Somos Pássaros

Dito de uma outra forma: se despontarem os clarões da noite e das axilas crescerem pássaros – digo-te: antes que te enlace próximo dos pilares que sustentam a realidade. Digo - quando a tua voz se mistura na minha língua. Prever o desenvolvimento dos vultos na cidade aberta. A visão insondável das avenidas, multidões anónimas nos centros comerciais e quem vai para os campos lembrar a infância dos dias - em lâmpadas festivas. Estender a toalha para substituir a brancura da pele pela pele do sol. Velar nas esplanadas a solidão ao entardecer. Alguém vende a felicidade em pastilhas, alguém compra a felicidade e deixa o troco em dedos nervosos. Corre-se pelo areal com a ilusão de sentir uma vida autêntica. Não ouço, mas sei que à distância há quem grite por um lugar no paraíso, quem coma pastilhas elásticas com olhos perdidos no horizonte. E apanha-se um táxi verde para o futuro: e. O lugar mais próximo prometido num comício de almas. E muito mais, muito mais na floresta imponderável do corpo dos corpos. E.
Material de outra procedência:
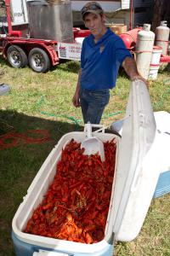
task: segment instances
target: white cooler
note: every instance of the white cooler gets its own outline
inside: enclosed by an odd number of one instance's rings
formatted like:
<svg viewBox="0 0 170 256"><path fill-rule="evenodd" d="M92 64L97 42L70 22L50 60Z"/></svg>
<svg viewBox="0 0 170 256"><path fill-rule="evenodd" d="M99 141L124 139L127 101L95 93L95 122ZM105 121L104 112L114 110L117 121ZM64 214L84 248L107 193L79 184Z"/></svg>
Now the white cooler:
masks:
<svg viewBox="0 0 170 256"><path fill-rule="evenodd" d="M23 232L33 210L54 180L62 148L71 138L82 142L85 132L71 132L61 137L51 151L28 189L12 223L12 239L17 256L110 256L115 241L129 241L140 231L160 174L157 150L161 137L150 105L148 90L142 81L133 82L122 127L122 138L95 132L102 141L116 138L116 164L105 238L83 244Z"/></svg>

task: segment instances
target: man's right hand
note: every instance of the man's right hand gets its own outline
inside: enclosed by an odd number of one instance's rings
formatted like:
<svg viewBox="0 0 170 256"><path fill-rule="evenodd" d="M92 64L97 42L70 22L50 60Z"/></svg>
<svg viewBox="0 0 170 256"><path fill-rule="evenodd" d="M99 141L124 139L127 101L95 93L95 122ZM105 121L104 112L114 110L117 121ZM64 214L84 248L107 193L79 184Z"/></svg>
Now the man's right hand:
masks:
<svg viewBox="0 0 170 256"><path fill-rule="evenodd" d="M75 93L74 96L72 97L72 103L76 108L79 108L81 106L79 93Z"/></svg>

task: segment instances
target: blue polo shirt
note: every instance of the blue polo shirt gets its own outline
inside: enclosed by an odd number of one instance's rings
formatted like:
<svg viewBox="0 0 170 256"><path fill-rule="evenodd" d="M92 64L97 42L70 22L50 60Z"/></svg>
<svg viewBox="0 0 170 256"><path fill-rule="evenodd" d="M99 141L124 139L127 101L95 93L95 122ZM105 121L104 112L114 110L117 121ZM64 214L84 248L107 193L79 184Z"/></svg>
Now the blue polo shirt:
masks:
<svg viewBox="0 0 170 256"><path fill-rule="evenodd" d="M119 66L132 55L110 28L97 43L94 39L91 34L82 43L81 87L88 90L111 89L116 85Z"/></svg>

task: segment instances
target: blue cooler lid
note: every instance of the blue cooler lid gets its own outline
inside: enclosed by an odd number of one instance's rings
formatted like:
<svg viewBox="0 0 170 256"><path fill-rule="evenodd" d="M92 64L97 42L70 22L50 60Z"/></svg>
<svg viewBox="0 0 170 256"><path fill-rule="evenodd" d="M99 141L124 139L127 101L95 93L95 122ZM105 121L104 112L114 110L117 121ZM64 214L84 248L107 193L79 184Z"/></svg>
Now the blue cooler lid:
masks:
<svg viewBox="0 0 170 256"><path fill-rule="evenodd" d="M118 148L110 218L115 239L131 241L142 227L159 177L156 122L146 84L132 82Z"/></svg>

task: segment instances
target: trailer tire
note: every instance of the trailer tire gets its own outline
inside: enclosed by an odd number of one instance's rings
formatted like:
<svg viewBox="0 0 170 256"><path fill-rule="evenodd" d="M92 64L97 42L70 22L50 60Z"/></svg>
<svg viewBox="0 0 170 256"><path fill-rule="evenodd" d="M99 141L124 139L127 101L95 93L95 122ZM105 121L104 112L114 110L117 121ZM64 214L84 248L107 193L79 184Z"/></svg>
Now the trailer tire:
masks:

Aqui viemos para esquecer a morte? Não. Os pilares iluminam a noite, onde te enlaço à realidade lunar. Por instantes somos pássaros, deixamos a pele humana esquecida nas avenidas, caminhamos com asas sobre os postes eléctricos. Não queremos saber quem somos. Recusamos as proposições que nos podem classificar como seres definitivos. Digo-te: não queremos nada. Não queremos nada nesta noite para viver a noite inteira: irrepetível. Aqui viemos desejar o caos, a madrugada imensa e desconexa - no perímetro de um pátio largo por onde corre o voo da ventania.